I love going to the Monster Tag Sale held at the Easthampton Congregational Church every spring.  I found this little end table which was painted a lovely shade of green at the time. (Picture is after sanding)

One of the prime considerations for this project was that it be light weight and easy to move as it would accompany my daughter to her first apartment.  The legs even screw off for easy transport, if necessary.

1.  I removed the paint from the top and gave it a light sanding.  2.  After wiping it down with a soft cloth, I applied a coat of maple colored MinWax  polyurethane to the top and glossy black paint to the legs.  3.  After the top dried, a light coat of polyurethane was added to keep it stain-free.  

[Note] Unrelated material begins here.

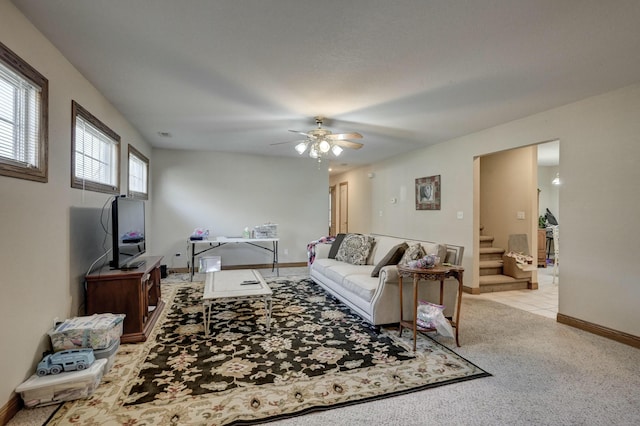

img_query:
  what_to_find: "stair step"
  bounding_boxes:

Cost of project:  Table $2.00  plus stain, paint and polyurethane

Antique Pine Student Desk Take 2

My daughter is moving into her first apartment which gave me the excuse to hunt down some treasures, synonymous with hit the tag sale circuit. My mission? Find a light weight desk and chair in good shape.  It was almost too easy as I spotted this old pine student desk at my very first stop.  I handed over my $4.00 and continued my search.  At the last sale of the day I finally found what I was looking for -- a plain pine desk chair that was not wobbly for $3.00.

The desk was really in good shape and clean. The knobs were mismatched and there was some writing and scratch marks on the top, but other than that, it looked like a great DIY furniture project.  1.  I started by sanding the top and drawer fronts. 2. A light coating of MinWax (maple) was applied to the top and drawer fronts which I left it to dry while turning my attention to the chair.  

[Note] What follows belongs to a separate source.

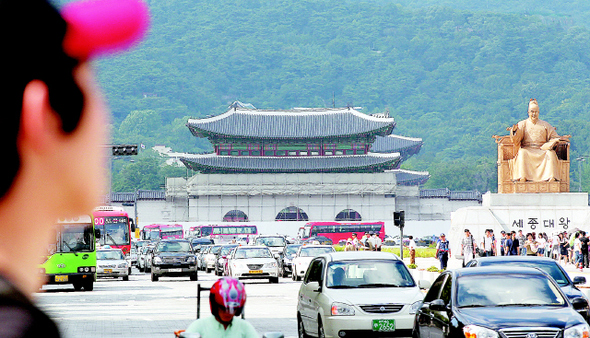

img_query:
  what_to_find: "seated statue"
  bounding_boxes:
[506,99,569,182]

3.  Originally I though of sanding the seat of the chair and applying MinWax, but decided in the end to paint the entire chair a glossy black.  4.  Back to the desk, I painted the base, sides and drawer knobs black, kind of Hitchcock style.  5.  The final step was to apply a coat of polyurethane to the desktop to make it easier to keep clean.

Total cost for the project:  $7.00 plus paint, stain and brushes

Backyard Patio That Will Light Up Your Life

After removing an 18' above ground swimming pool, we were left with a rather unattractive, round sandy yet very level hole in our yard.  For a while we thought about putting in a hot tub, but never got around to it.  One day my husband came home with a carload of old 8"x 10" brick pavers that he'd found at a barn sale.  "They were free", he said, as he unloaded his latest find.  The pavers took up residence next to a pile of antique glass blocks that had been rescued while cleaning out the family homestead in Agawam. As I saw the building supplies lying next to each other, they spoke to me and the idea for a patio made perfect sense, the blocks being the inspiration I needed for our backyard patio project.

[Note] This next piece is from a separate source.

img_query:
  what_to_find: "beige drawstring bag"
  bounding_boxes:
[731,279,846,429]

Patio project with brick pavers and glass blocks

I should mention that neither of us is very handy and we often have difficulty finding the right tools, but this project seemed pretty fool-proof.  1. I started by laying down a roll of mesh screening to hopefully retard weed growth. 2. The next step was to place the pavers in an alternate pattern of two vertical, two horizontal.

When I took a look at the glass blocks, I realized they were two different styles which you can see in the picture above.  3. I selected one of each style and laid the blocks in random patterns throughout the area.  4. The next step was to fill in the spaces between the pavers with some pool sand left over from the former pool.  We didn't have enough, however, and had to buy two more bags. 5. A good spray with the garden hose helped to settle the sand as I used a push broom to spread the material evenly over the area.

6. Once the foundation of the patio was complete, I took some of my newly divided hostas and planted them around the edges.  I also added a few annuals and some mint which really smells good.  7. We topped the project off with these great antique wicker chairs and a wide plank piece of wood which made a perfect tabletop resting on an old sewing machine wrought iron base.

The entire project took a weekend and we've been enjoying our new outdoor space immensely.  At night, the glass blocks give off a soft glow, reminding us of their previous life in the family homestead.  We hope they like their new home.